Bij deze veronderstelling zijn zeker de nodige kanttekeningen te plaatsen maar in grote lijnen is zo de faam van Koerten wat beter te begrijpen.
Er was in het geval van Koerten dus zeer sprake van een (geplande?) hype, die door haar echtgenoot na haar dood nog voortvarend werd voortgezet. Maar bij dat alles moeten wel bedacht worden dat er om die hype te veroorzaken er wel met iets bijzonders gekomen moest worden, namelijk een bijzonder materiaal en bijzondere technieken. Dat lukt Joanna met haar enorme vaardigheid en geduld en de steun van Adriaan en dat was iets dat door velen werd gezien en werd gewaardeerd.
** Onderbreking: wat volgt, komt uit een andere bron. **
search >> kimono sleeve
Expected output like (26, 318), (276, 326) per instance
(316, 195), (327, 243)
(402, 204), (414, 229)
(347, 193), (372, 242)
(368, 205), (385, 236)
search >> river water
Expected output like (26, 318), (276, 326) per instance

Voeg daarbij nog dat zij uit de zelfde religieuze kringen als Houbraken kwam en het voorbeeld was van een deugdzame vrouw[viii], iets wat Houbraken, zeer op prijs stelde, dan is goed te begrijpen dat hij Joanna Koerten zo’n prominente plaats in zijn kunstenaarslexicon toekende.

Noten
[i] A. Houbraken, De Groote Schouburgh der Nederlantsche konstschilders en schilderessen, Amsterdam, 1718-1721, dl.III, p.293-308.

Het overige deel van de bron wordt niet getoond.